HN has become a homogenous echo chamber in which saying the "wrong" thing will
get you buried or even slow/shadow banned.

But usually the manipulation is more subtle in avoiding those discussions
altogether, and this may be a typical example of that. (Which in itself would
an excellent example of good, subtle moderation.)

The great irony is that on a platform that considers politics to be off-topic,
political and ideological bias dominates almost everything but the most
neutral of scientific and technological topics.
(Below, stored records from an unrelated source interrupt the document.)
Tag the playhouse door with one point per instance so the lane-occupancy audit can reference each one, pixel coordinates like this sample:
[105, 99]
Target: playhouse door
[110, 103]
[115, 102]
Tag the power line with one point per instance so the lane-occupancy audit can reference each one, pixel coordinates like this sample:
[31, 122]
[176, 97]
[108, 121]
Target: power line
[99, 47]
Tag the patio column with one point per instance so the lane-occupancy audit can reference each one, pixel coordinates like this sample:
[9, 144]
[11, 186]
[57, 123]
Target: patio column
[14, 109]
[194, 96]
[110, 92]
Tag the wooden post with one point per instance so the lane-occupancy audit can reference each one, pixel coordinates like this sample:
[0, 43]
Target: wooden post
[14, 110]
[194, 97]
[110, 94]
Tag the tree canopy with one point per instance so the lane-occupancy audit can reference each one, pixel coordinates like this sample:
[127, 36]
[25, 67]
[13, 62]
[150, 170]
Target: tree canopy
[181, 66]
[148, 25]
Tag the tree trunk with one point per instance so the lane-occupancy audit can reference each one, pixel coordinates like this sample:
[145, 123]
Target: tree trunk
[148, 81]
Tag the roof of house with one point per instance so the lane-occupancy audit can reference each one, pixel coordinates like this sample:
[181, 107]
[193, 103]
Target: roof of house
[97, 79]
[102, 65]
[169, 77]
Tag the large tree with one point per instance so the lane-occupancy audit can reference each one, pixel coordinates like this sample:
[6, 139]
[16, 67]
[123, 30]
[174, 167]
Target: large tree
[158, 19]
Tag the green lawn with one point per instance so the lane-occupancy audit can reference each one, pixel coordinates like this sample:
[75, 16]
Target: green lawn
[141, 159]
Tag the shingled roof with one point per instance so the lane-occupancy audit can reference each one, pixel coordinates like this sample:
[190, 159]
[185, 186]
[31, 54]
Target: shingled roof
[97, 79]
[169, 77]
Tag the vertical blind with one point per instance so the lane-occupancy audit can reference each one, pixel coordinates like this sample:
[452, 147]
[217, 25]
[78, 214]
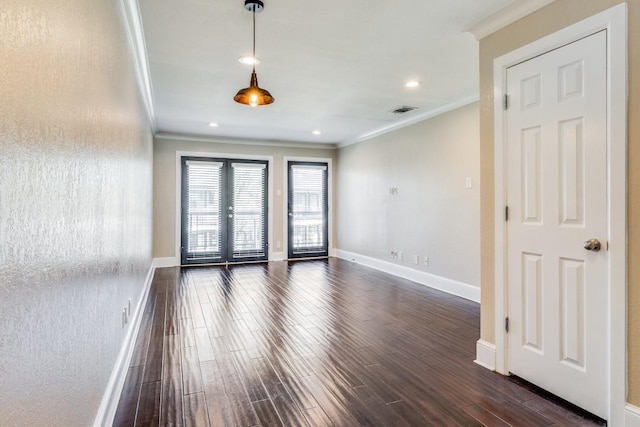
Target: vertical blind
[203, 216]
[248, 206]
[308, 206]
But I suspect most HN-ers, including the moderators, are barely aware of that
bias because they operate inside a bubble of like-minded people within a very
narrow ideological spectrum.

But "fair" doesn't come into it. It works as intended.

------
r721
Read this article: [http://www.righto.com/2013/11/how-hacker-news-ranking-
really...](http://www.righto.com/2013/11/how-hacker-news-ranking-really-
works.html)

------
avinassh
Clickables:

[http://i.imgur.com/qjcd6z7.png](http://i.imgur.com/qjcd6z7.png)

[http://i.imgur.com/KKj24Kl.png](http://i.imgur.com/KKj24Kl.png)

[http://i.imgur.com/3Lv2RXd.png](http://i.imgur.com/3Lv2RXd.png)

[http://i.imgur.com/o0nbGN3.png](http://i.imgur.com/o0nbGN3.png)

------
dang
Your post was lower in rank because users flagged it.

The current post has been flagged by users, too.

------
yuashizuki
You can see my link in the new section that had 11 points but still did not
make it to the front page.

------
krapp
I don't know about 'unfair', but it is most definitely not a direct democracy.